Natürlich gingen im Yangtze auch einige interessante Gäste ein und aus. Darunter auch Jarek, ein Dieb, der einem immer eine neue Designerjacke zum Spezialpreis anbot. Dazu gesellte sich dann noch der „Gypsy King", also der Chef der örtlichen Roma-Unterwelt, dessen hünenhafte Figur durch unzählige Goldketten, einen Jogginganzug sowie einen Cowboyhut komplettiert wurde. Außerdem hatte er ständig vier bis sieben nervös umherblickende Jungs zwischen 12 und 17 Jahren im Schlepptau. Deren Haare waren immer mit einer Tonne Gel nach hinten gekämmt und sie trugen Lacoste-Shirts, die sie wohl von Jarek erstanden hatten.

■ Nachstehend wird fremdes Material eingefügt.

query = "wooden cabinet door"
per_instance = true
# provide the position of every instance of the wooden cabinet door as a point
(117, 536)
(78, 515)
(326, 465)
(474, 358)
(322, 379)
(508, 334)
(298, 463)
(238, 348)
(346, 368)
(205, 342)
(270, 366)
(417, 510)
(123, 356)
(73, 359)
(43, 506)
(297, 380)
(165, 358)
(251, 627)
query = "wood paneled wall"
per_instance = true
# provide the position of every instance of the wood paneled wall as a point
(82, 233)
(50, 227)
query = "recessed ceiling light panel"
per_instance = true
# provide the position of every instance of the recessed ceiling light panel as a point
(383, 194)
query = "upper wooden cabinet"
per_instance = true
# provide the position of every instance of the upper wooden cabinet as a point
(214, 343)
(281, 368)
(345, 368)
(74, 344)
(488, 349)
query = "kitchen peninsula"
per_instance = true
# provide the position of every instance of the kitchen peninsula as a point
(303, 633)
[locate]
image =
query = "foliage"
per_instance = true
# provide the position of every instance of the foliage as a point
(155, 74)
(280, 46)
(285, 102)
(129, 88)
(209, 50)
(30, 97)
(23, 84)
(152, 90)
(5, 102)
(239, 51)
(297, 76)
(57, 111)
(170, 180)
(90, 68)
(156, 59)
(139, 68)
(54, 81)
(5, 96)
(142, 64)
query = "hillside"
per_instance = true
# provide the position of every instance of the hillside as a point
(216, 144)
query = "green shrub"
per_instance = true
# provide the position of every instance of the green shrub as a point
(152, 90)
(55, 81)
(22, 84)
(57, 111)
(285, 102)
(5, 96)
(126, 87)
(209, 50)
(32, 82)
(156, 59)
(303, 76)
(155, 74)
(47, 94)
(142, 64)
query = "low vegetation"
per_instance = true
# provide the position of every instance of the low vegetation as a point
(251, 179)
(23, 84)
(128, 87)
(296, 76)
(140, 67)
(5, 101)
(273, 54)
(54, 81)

Ab und an kamen auch ein paar lahme Popstars und Pseudo-Reality-TV-Celebritys vorbei. Sie alle waren stolz darauf, Józef zu kennen, aber für mich machte es absolut keinen Unterschied, wessen Kotze ich da von der Toilette wischte. Ich wollte einfach nur Urlaub machen können.

Mein Fazit

Józef hat mich nie geschlagen oder wirklich ernsthaft bedroht. Ich war trotzdem immer wieder überrascht, wenn er mich zuerst anschrie und sich dann nach ein paar Minuten wieder entschuldigte. Manchmal erklärte er mir sein Verhalten, machmal überhäufte er mich mit Lob und manchmal hielt er auch sein Gefolge davon ab, mich auf die Schippe zu nehmen. Er hat wahrscheinlich schwere psychische Probleme und irgendeine Art antisoziale Persönlichkeitsstörung. Wenn man da jetzt noch Drogen, Gewalt und Gesetzesmissachtung hinzumischt, bekommt man ein ganz gutes Bild von meinem ehemaligen Chef.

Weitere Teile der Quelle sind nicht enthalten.